Today I begin a 3-month sabbatical. Sabbatical, from sabbath or rest. Almost sounds like I’ll be hibernating for 90 days. But rather than sleeping like a wintering bear, the point is to step out of the the routines of work. To develop some new patterns of daily life. To rejuvenate, reinvent, to reinvigorate. But all of those things are outcomes. Here at the beginning of sabbatical I want simply to settle into a new rhythm. To remember who I am when I’m not working. When I’m not trying to accomplish a bunch of things. When I’m not tied to whether or not people approve of how I’m showing up and whether I’m fulfilling expectations.

Above is a collage created by Muriel, a member of my church. She has an entire portfolio filled with images like this, but this one she gave to me and added the word “sabbatical” in Greek letters. In the image, I see a well worn pathway with some boundaries and edges to it, and I also see an opening at the end of it, an opening into a wide and spacious place. But the place is as yet unknown. A mystery. Yet beckoning nonetheless. I took a photo of this image and you can see the reflection of me holding the phone and some of the windows in our home behind me. I’m being drawn into the image as it reflects myself back to me while allowing me to lean in further.

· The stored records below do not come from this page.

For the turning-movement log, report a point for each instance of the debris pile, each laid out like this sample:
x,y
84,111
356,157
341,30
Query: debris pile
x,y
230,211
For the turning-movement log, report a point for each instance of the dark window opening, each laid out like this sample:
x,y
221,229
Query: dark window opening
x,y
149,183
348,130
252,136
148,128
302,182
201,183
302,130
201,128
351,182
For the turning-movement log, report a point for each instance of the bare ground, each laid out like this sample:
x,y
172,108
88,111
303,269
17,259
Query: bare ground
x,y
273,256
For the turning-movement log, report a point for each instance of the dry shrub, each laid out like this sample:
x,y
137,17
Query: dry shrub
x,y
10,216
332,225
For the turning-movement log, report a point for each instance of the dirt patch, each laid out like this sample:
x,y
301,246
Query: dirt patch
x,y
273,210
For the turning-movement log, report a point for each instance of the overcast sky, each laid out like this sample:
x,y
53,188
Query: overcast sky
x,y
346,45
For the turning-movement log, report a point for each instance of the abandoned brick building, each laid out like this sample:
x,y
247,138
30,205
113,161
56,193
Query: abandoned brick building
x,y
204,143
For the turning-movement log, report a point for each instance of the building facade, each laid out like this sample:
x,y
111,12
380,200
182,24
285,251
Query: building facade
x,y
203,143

On day 1 of sabbatical, I already feel the pressure imposed by my ego to “make it worthwhile.” I’m already afraid I’m going to waste it. Worried I’ll regret not “making the most of it.” Nearing 50 years of age, I can recognize that those reactions are my ego resisting the space afforded by sabbatical. My ego, or sense of self, relies on being assured that it is valued and cared about and seen as succeeding. But the well worn path leads to an opening to a space where none of that matters very much. A space where I rest in who I am, and in the world as it is, and in God, who is free to be who God is without having to conform to anyone’s agenda, including mine.
So thank you to anyone who is reading this. I wish I could say “I hope it’s worth your while,” but if I did, that would be beside the point. These words aren’t here to impress or to justify taking a sabbatical. They are a piece of what is flowing from my life right now, nothing more.